Circumstances throw Eliza in Hayward’s path, and they flee to America to escape the family conflicts. But as war looms, it’s a temporary reprieve. Hayward joins the revolutionary forces and what follows is a struggle for survival, a test of faith, and the quest to find lasting love in an unforgiving wilderness.
Eliza has no choice. Her father is dead, she has no other family, and she must be out of the vicarage so the new family can move in. A man of standing wants to marry her, but his attention is merely physical. Eliza must have love. Or so she thinks. After she overhears Hayward’s proposal being rejected because it involves a one-way trip to the colonies, Eliza believes herself to be in love with him and proposes he marry her instead. He accepts, but only because he is desperate enough to want a wife to manage his homestead in Maryland while he’s fighting the English. He doesn’t love her, never says he loves her, but Eliza now has a home.

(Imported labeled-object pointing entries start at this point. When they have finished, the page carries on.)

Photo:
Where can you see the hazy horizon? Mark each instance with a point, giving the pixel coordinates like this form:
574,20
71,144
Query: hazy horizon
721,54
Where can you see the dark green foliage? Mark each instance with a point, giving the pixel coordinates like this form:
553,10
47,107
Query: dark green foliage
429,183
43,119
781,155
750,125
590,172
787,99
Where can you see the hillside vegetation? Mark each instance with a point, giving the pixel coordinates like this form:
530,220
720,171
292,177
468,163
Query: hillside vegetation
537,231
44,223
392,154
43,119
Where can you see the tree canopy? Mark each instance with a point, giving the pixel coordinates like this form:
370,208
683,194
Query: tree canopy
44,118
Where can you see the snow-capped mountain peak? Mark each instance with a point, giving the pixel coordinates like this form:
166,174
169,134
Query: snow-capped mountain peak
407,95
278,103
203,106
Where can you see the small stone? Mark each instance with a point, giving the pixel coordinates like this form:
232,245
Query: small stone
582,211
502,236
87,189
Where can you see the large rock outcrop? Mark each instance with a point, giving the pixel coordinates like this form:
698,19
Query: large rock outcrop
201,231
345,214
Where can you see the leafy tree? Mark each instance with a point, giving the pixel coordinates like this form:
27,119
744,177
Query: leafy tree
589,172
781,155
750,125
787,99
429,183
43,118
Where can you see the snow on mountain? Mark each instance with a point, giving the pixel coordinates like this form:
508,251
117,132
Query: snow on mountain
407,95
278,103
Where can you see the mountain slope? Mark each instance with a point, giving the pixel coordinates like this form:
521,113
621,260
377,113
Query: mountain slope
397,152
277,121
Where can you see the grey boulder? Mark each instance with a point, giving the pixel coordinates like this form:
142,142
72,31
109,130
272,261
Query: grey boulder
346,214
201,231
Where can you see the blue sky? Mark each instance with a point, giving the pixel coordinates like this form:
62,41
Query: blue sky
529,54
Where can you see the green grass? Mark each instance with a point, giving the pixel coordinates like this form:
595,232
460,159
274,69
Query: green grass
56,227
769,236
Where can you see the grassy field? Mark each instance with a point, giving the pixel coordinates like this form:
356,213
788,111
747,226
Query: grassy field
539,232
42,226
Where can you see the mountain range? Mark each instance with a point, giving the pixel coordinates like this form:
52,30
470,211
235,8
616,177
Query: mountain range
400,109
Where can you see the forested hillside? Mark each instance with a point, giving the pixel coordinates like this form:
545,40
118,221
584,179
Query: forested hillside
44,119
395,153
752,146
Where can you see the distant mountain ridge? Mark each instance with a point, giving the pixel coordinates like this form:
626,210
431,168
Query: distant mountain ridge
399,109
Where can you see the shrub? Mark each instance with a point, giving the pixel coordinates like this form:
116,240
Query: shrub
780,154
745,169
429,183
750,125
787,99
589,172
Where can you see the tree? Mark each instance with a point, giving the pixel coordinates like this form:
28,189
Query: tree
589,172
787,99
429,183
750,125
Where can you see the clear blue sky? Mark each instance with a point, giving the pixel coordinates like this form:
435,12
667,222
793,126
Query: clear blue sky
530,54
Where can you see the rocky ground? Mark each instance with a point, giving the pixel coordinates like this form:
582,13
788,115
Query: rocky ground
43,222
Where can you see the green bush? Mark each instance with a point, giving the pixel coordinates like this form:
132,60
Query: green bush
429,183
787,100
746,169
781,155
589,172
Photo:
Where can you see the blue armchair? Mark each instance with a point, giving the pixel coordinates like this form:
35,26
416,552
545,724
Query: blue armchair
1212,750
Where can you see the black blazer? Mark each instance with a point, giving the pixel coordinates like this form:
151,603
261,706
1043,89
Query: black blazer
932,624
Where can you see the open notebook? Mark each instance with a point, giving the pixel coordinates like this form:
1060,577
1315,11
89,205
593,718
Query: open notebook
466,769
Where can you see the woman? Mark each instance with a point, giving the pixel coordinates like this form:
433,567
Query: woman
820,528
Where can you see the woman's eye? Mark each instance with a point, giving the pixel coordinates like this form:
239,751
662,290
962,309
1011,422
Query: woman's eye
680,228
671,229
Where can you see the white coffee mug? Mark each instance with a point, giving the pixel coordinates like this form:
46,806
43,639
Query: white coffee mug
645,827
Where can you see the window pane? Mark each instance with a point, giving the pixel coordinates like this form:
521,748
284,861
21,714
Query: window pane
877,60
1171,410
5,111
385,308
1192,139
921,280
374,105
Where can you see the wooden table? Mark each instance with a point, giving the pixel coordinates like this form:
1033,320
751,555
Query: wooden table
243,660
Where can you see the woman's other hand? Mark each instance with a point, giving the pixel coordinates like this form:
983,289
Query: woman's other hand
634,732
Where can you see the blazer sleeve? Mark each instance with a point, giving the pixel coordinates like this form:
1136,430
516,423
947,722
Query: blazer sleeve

Life in the colonies isn’t exactly easy. There are Indians about, too-attentive bachelor neighbors, and no one is happy when Eliza makes mention of His Majesty at a social event. Events in Boston hasten Hayward’s departure, although Eliza convinces him to at least stay until their child is born. After he leaves, she hears nothing for more than two years. Then, one day, the local minister brings news that no wife ever wants to hear…
Eliza is a strange character. She won’t marry her suitor in Derbyshire, even though she would live in comfort for the rest of her life. He is open about his physical desire for her, but Eliza is adamant that she won’t marry unless love is involved. Which is why it is totally confusing to the reader that she’ll willingly marry Hayward even though he makes no declaration either. At times she comes across naïve, while at others she appears coldly calculating. Hayward isn’t much better. Does he love his wife or doesn’t he? And when she commits a major sin, you’re left wondering whether or not he has forgiven her. I don’t think he knew himself.
There’s no closure or happy ending to this book, but this is the first in the Daughters of the Potomac series so no doubt Gerlach intends for the story of this disjointed family to continue in future novels. For the casual reader, it means the book isn’t good as a stand-alone. Still, it fills a couple of hours and yes, I did feel the emotion when Hayward rode away to war without a single look back to his wife and child.
Publisher: Abingdon Press
Publication Date: February 2012
Page Count: 400
I downloaded my free copy of Before the Scarlet Dawn from Abingdon Press on the NetGalley website. I was under no obligation to write a review.